Erhard Schütz / Jörg Döring
Benn als Reporter: “Wie Miss Cavell erschossen wurde”
Am frühen Morgen des 15. Oktober 1915 wird in Brüssel die englische Krankenschwester Edith Cavell von
deutschem Militär hingerichtet. Sie war von einem Besatzungsgericht der Fluchthelfertätigkeit für schuldig
befunden worden. Das Urteil und seine Vollstreckung Iöst weltweit Empörung aus.

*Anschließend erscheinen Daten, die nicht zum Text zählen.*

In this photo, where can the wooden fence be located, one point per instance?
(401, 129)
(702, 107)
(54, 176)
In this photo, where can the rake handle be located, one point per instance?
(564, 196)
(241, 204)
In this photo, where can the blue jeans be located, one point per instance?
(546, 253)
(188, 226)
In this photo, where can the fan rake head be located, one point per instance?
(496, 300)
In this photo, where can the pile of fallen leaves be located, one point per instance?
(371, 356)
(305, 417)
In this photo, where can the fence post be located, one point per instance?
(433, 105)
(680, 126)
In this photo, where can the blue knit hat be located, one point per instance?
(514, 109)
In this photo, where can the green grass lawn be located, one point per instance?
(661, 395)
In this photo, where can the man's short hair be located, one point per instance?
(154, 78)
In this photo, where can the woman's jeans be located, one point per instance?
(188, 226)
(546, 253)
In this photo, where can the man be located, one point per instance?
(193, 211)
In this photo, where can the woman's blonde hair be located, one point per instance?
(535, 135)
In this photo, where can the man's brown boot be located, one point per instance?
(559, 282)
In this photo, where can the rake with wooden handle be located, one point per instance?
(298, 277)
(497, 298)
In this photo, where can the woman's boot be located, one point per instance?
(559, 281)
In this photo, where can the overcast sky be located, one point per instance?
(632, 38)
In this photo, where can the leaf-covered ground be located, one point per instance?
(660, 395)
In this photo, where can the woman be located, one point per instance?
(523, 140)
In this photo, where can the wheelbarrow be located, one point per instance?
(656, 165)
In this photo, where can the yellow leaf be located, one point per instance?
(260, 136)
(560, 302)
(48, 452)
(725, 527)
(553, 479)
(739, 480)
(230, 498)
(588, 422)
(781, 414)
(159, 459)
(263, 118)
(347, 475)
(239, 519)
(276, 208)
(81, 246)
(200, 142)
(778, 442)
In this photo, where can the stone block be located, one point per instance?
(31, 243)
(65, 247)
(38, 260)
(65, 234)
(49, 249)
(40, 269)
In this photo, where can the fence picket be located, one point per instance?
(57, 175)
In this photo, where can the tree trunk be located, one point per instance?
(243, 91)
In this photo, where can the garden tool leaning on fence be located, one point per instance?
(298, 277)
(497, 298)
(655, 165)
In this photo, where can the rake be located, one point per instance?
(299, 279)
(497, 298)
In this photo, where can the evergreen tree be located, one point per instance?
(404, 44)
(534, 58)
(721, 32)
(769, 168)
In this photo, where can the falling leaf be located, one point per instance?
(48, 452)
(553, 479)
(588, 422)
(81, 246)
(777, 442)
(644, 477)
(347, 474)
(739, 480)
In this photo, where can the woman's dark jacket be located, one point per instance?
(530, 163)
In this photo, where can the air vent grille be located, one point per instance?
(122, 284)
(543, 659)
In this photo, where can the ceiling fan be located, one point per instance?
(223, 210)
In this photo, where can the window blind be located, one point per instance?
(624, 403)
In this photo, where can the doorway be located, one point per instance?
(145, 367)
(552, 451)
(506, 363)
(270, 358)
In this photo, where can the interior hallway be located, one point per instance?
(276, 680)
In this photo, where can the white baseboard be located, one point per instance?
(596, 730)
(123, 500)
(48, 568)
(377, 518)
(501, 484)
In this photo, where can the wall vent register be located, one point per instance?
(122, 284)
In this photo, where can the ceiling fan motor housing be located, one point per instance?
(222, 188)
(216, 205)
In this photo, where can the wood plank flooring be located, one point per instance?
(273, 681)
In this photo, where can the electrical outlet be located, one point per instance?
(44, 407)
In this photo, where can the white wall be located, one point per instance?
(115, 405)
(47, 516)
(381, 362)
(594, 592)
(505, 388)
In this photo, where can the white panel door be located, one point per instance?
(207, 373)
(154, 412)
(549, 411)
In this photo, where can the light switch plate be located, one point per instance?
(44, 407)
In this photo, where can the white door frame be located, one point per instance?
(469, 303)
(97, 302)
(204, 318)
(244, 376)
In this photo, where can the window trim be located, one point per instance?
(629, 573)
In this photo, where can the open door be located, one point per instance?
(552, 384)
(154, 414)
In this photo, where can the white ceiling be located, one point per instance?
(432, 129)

Nurse Cavell wird zu
einer der Märtyrerinnengestalten des Ersten Weltkriegs.
Einer, der den Prozeß wie die Hinrichtung als abkommandierter Augenzeuge mitverfolgt hatte, war der
Arzt und Dichter Gottfried Benn.
13 Jahre später schreibt Benn für das 8-Uhr-Abendblatt der Nationalzeitung seinen Augenzeugenbericht
des Geschehens: eine virtuose Imitation des neusachlichen Reportagetons.
Das vorliegende Buch behandelt “Wie Miss Cavell erschossen wurde” als Schlüsseltext für Benns werkbiographische Entwicklung: Für die linken Reporter der Weimarer Republik wird Benn zum Feindbild, im “Dritten Reich” rettet dieser Text ihm die Haut.